Step 5: Add Model Loader

Implement the model loading function in /path/to/ReForm-Eval/models/interfaces/lynx_interface.py.

def get_lynx(model_config=None):
    model_args = {}
    # map the general input arguments to the model-specific arguments
    if model_config is not None:
        valid_args = ['model_name', 'device', 'half', 'inference_method']
        target_args = ['model_config', 'device', 'half', 'inference_method']
        for i, arg in enumerate(valid_args):
            if arg in model_config:
                model_args[target_args[i]] = model_config[arg]
    # configure the dialogue preprocessor
    proc = ConvSingleChoiceProcessor('\n', roles=['User', 'Bot'], \
                                     sep_style='one', infer_method=model_args['inference_method'], response_prefix='The answer is')
    return Lynx_Interface(**model_args), proc

Additionally, you should add the following codes in /path/to/ReForm-Eval/models/__init__.py.
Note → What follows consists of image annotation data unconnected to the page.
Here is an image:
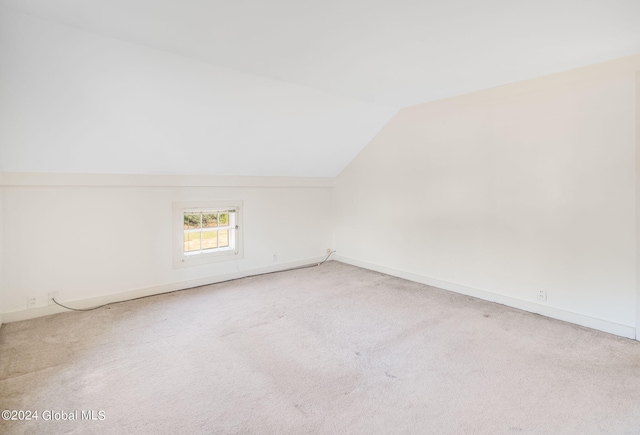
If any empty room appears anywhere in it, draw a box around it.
[0,0,640,434]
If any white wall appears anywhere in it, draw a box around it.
[636,71,640,340]
[334,56,640,336]
[0,7,396,177]
[0,174,332,321]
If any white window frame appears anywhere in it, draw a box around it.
[173,201,244,268]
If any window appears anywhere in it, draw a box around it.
[173,201,242,267]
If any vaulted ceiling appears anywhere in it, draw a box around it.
[0,0,640,176]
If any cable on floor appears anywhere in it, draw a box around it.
[52,251,336,311]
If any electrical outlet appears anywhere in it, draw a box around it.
[27,296,38,309]
[47,292,60,305]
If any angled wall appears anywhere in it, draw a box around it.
[334,56,640,337]
[0,6,396,177]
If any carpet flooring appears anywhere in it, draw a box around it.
[0,261,640,434]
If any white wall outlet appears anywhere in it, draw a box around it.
[27,296,38,309]
[47,292,60,305]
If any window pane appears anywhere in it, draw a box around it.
[202,213,218,228]
[218,230,229,248]
[184,213,200,230]
[202,231,218,249]
[184,231,200,252]
[220,213,229,226]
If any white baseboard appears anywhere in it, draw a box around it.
[0,257,325,323]
[333,255,636,338]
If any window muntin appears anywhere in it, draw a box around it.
[173,200,243,268]
[183,209,238,255]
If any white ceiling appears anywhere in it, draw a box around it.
[0,0,640,108]
[0,0,640,177]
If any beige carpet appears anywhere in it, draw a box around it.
[0,262,640,434]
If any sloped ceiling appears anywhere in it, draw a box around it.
[0,0,640,176]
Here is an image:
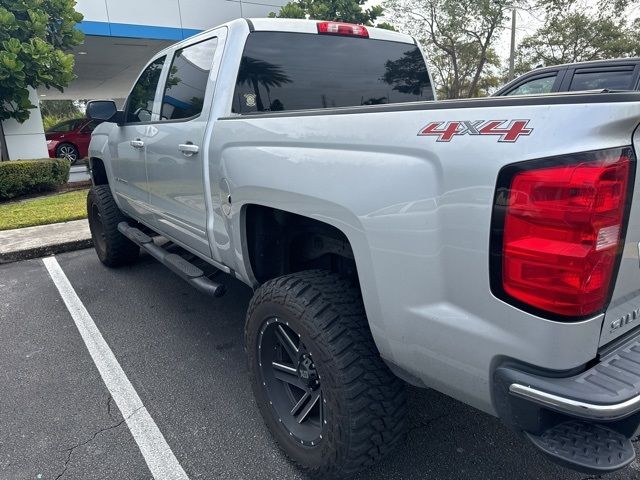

    elif model_name == 'lynx':
        from .interfaces.lynx_interface import get_lynx
        return get_lynx(model_config)

Done!

Finally, you can use the following model arguments in the main entrance to evaluate your model!

--model lynx  --model_name models/interfaces/lynx/configs/LYNX.yaml

If you have trouble incorporating new models into our framework, please let us know through GitHub issues or emails. For more details about models and preprocessors, please refer to Prepare Models.

πŸš€ Evaluation

Our benchmark supports multi-GPU evaluation. If the half evaluation is set, the evaluation can be run on a single machine within CUDA memory of 24G on a single card for 7B models under limited equipment conditions.

Demo

We provide one example of running the benchmark test, using Lynx model for VisDial Evaluation.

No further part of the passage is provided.